Stuttgart - Als Kulturstaatsministerin hat sich Claudia Roth ein strammes Programm vorgenommen. Auch die Debatte um die Rückgabe von Kolonialobjekten aus Museen gehört dazu. Bei ihrem Antrittsbesuch in Stuttgart werden ihre Worte besonderes Gewicht haben.
Mit ihrer Stippvisite in Stuttgart beginnt die neue Kulturstaatsministerin Claudia Roth am Freitag ihre Reihe von Antrittsbesuchen in den Bundesländern. Mit der baden-württembergischen Kunstministerin Theresia Bauer und Staatssekretärin Petra Olschowski, beides Parteifreundinnen, wird die Grünen-Politikerin Roth gemeinsame kulturpolitische Positionen abstecken.
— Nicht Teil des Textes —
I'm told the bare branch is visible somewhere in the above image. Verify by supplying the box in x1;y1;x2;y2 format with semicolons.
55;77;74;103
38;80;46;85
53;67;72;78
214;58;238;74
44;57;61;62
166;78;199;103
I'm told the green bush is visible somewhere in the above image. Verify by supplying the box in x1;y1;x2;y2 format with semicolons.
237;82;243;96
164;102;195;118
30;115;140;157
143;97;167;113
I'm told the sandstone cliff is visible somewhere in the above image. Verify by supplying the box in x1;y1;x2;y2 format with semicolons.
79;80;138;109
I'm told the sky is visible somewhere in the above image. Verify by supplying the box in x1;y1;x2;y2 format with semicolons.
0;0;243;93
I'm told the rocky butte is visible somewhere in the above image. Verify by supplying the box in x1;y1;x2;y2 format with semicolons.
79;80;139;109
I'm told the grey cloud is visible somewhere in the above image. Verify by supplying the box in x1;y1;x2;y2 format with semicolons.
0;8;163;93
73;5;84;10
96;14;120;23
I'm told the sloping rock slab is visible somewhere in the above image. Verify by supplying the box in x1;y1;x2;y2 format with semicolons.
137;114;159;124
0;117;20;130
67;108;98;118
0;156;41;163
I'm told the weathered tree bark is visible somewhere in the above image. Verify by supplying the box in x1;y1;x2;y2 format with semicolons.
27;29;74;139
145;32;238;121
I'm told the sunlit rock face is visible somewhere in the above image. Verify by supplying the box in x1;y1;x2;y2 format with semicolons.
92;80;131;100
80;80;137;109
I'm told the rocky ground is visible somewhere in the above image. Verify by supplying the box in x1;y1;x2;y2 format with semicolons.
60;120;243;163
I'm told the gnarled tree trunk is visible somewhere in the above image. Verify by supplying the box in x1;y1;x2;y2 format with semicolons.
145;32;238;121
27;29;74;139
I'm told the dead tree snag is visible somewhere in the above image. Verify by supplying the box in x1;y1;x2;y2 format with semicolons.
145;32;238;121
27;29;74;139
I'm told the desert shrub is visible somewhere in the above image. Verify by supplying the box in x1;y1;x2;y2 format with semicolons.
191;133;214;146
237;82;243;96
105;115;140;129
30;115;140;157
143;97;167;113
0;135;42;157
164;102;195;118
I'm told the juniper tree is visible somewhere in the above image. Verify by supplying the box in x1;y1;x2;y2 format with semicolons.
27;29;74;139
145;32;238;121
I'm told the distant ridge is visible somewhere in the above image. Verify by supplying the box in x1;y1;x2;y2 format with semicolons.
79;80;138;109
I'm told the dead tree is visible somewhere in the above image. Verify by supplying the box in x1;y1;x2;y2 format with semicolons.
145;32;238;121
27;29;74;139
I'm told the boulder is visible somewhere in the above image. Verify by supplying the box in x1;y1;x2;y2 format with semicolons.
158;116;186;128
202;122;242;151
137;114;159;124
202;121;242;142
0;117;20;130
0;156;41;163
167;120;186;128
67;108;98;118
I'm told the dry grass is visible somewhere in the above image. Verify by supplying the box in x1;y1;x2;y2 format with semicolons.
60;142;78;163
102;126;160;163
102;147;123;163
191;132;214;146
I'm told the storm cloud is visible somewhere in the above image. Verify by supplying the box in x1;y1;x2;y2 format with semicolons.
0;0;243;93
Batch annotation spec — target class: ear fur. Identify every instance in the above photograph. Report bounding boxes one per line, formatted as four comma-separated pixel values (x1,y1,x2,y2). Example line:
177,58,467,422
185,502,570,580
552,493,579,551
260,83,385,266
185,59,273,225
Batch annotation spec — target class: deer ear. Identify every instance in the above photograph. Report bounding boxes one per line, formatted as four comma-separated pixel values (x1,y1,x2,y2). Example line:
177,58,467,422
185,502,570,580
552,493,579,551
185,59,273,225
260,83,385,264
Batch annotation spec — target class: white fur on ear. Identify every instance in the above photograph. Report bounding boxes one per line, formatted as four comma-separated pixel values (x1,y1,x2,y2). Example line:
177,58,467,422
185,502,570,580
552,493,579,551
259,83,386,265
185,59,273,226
Zudem wird sie das ethnologische Linden-Museum Stuttgart besuchen (16.45 Uhr) und sich dort sicher auch zur Aufarbeitung der Kolonialgeschichte der staatlichen Museen und zum Umgang mit der Provenienz äußern.
Baden-Württemberg und auch das Linden-Museum gelten als Vorreiter in der Debatte um den Umgang mit Kolonialobjekten. Der Südwesten will, wie andere Bundesländer und Museen auch, mehrere aus dem ehemaligen Königreich Benin geraubte Bronzen an Nigeria zurückgeben. Vor der geplanten Übertragung des Eigentums will Roth alle deutschen Museen mit solchen Objekten an einen Tisch bringen. Etwa 1100 der kunstvollen Bronzen aus dem Palast des damaligen Königreichs Benin, das heute zu Nigeria gehört, sind in rund 20 deutschen Museen zu finden. Die Objekte stammen größtenteils aus den britischen Plünderungen des Jahres 1897.
Die in Ulm geborene frühere langjährige Parteivorsitzende Roth war seit 2013 auch Vizepräsidentin des Bundestages. In der neuen Bundesregierung ist sie auch für Medienpolitik zuständig. Kultur- und Medienpolitik liegen in Deutschland eigentlich in der Kompetenz der Länder. Die unter dem damaligen SPD-Kanzler Gerhard Schröder beim Bund eingerichtete Institution existiert seit 1999.
Roth will in ihrem Amt nicht nur die Hochkultur stärken. «Für mich ist Kultur nicht nur Oper und Theater, sondern auch der Plattenladen und der Club», sagte sie der «Augsburger Allgemeinen» (Freitagsausgabe). «Ich will dem Staatstheater nichts wegnehmen, um damit die Clubs zu unterstützen. So weit kommt's noch. Es darf kein Entweder-oder geben, wir brauchen ein Sowohl-als-auch.»